If three students are less in each row then there are 2 rows more that is when each row has \(\left ( \frac{x}{y}-3 \right )(y+2)\)

Therefore, total number of students = number of rows x number of students in each row

\(x=\left ( \frac{x}{y}-3 \right )(y+2)\)

\(x=x-3y+\frac{2y}{x}-6\)

\(0=\frac{2x}{y}+x-x-3y-6\)

\(0=\frac{2x}{y}-3y-6\)

Putting \(\frac{x}{y}=u\)

-u + 3y – 3 = 0 ——- (iii)

2u – 3y – 6 = 0 —— (iv)

Adding (iii) and (iv) we get

u – 9 = 0

u = 9

Putting u = 9 in equation (iii) we get

-u + 3y – 3 = 0

-9 + 3y – 3 = 0

3y – 12 = 0

3y = 12

y = 12/3 = 4

Now,

\(\frac{x}{y}=9\)

\(\frac{x}{4}=9\)

x = 36

Hence, the number of students in the class is **36**.

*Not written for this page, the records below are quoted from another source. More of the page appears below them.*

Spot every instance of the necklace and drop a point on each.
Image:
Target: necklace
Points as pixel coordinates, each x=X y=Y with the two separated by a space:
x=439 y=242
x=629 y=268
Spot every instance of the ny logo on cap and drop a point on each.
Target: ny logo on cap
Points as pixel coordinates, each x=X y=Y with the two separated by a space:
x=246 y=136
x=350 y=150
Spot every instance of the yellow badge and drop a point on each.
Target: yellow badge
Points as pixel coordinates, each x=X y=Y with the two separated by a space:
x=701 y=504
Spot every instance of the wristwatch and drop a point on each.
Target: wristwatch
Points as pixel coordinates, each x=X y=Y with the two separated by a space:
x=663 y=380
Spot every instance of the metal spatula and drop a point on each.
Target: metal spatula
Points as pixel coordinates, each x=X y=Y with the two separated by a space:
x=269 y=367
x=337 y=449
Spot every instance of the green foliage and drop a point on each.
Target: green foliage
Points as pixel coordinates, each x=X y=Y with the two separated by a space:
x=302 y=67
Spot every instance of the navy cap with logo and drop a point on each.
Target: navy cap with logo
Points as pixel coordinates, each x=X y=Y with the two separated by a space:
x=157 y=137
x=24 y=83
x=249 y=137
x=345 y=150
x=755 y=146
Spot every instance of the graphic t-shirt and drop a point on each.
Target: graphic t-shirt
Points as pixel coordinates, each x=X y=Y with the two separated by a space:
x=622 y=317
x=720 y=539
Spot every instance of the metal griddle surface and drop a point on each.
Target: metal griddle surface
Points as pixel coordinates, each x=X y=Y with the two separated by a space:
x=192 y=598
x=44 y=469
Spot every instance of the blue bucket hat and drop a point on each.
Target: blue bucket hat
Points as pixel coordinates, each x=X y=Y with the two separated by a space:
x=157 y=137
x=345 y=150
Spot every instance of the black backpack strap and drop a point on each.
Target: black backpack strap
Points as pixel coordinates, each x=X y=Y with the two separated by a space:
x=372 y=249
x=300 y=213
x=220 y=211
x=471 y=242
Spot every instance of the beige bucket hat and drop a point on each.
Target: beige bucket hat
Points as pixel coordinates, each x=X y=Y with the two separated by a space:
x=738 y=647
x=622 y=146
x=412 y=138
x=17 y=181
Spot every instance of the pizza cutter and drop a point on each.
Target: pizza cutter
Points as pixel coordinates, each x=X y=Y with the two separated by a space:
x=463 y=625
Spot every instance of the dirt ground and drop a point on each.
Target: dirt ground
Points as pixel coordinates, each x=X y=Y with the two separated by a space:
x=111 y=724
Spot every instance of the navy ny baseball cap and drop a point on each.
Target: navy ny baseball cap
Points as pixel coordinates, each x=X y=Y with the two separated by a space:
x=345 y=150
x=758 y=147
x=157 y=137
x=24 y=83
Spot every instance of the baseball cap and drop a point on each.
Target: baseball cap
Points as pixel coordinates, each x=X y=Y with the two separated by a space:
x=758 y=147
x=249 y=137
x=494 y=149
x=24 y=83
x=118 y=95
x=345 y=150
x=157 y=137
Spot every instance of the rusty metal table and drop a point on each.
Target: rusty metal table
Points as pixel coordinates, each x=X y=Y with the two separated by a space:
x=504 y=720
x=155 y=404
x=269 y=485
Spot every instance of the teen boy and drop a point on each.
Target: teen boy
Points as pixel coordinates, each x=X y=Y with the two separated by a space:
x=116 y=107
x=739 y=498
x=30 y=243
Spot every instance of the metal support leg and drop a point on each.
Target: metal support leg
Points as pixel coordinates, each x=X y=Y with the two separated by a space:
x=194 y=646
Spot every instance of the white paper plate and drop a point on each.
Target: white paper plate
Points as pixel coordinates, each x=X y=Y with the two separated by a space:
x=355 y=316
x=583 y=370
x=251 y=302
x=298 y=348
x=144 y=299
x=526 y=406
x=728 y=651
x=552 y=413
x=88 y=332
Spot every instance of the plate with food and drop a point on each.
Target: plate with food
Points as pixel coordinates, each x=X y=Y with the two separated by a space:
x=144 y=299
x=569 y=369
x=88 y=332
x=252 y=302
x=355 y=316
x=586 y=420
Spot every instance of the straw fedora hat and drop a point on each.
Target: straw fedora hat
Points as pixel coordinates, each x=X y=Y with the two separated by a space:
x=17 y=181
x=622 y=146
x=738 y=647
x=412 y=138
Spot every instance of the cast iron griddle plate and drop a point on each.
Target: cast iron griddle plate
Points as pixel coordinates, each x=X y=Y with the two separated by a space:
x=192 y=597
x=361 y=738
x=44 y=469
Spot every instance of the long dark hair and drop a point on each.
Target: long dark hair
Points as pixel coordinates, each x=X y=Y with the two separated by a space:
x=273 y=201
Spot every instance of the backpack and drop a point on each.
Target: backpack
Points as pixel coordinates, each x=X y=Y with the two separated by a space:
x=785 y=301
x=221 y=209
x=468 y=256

**Q 18: One says, “Give me hundred, friend! I shall then become twice as rich as you”. The other replies, “If you give me ten, I shall be six times as rich as you”. Tell me what is the amount of their respective capital?**

**Soln:**

Let the money with first person be Rs. x and the money with the second person be Rs. y. Then,

(x + 100) = 2(y – 100)

(y + 10) = 6(x – 10)

If first person gives Rs. 100 to second person then the second person will become twice as rich as first person. According to the given condition, we have,

(x + 100) = 2(y – 100)

x + 100 = 2y – 200

x – 2y + 100 + 200 = 0

x – 2y + 300 = 0 ——- (i)

If second person gives Rs. 10 to first person then the first person will become six times as rich as second person. According to given condition, we have

(y + 10) = 6(x – 10)

y + 10 = 6x – 60

0 = 6x – 60 – y – 10

0 = 6x – y – 70 ——- (ii)

Multiplying (ii) by 2 we get,

12x – 2y – 140 = 0 —— (iii)

By subtracting (iii) from (i), we get

-11x + 440 = 0

-11x = -440

x = 440/11 = 40

Putting x = 40 in (i) we get,

x – 2y + 300 = 0

40 – 2y + 300 = 0

-2y + 340 = 0

2y = 340

y = 340/2 = 170

Hence, first person’s capital will be **Rs. 40**.

Second person’s capital will be **Rs. 170**.